- Country: South Sudan
- Location: Juba
- Coordinates: 04°50′38″N 31°38′05″E﻿ / ﻿4.84389°N 31.63472°E
- Status: Operational
- Commission date: 20 November 2019

Thermal power station
- Primary fuel: Diesel fuel

Power generation
- Nameplate capacity: 33 MW (Under Expansion to 100 Megawatts)

= Juba Thermal Power Station =

South Sudanese power station

Juba Thermal Power Station is a 33 MW Diesel fuel-fired thermal power plant in South Sudan. The power station is being expanded to generate a total of 100 megawatts.

==Location==
The power plant is located along the River Nile, in the city of Juba, the capital and largest city of South Sudan.
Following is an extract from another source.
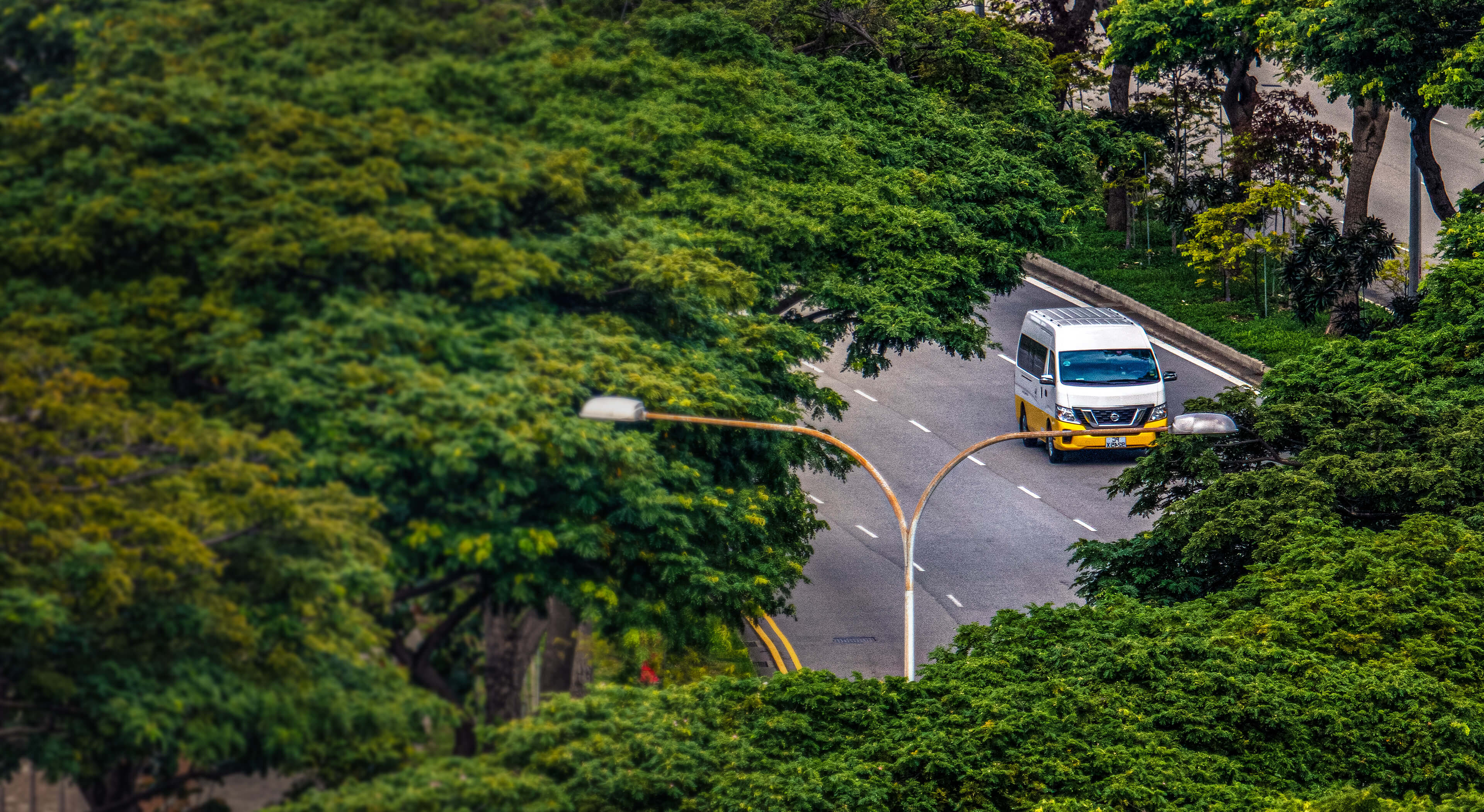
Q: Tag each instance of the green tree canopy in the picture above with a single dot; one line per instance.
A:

The geographical coordinates of Juba Thermal Power Station are: 04°50′38″N, 31°38′05″E (Latitude:4.843889; Longitude:31.634722).

==Overview==
Juba Thermal Power Station was developed and operated by the Ezra Group of Companies, based in Eritrea. The plant, which opened in November 2019, serves about 100,000 households and is the first phase in a larger plan to bring 100 megawatts of new power to the world's newest country by the end of 2021.

==Funding==
The Ezra Group plans to spend US$290 million in building generation capacity of 100 megawatts in South Sudan, over the next few years. The government of South Sudan is expected to pay back that loan over the next 17 years, using funds generated from electricity sales to individuals, businesses and factories.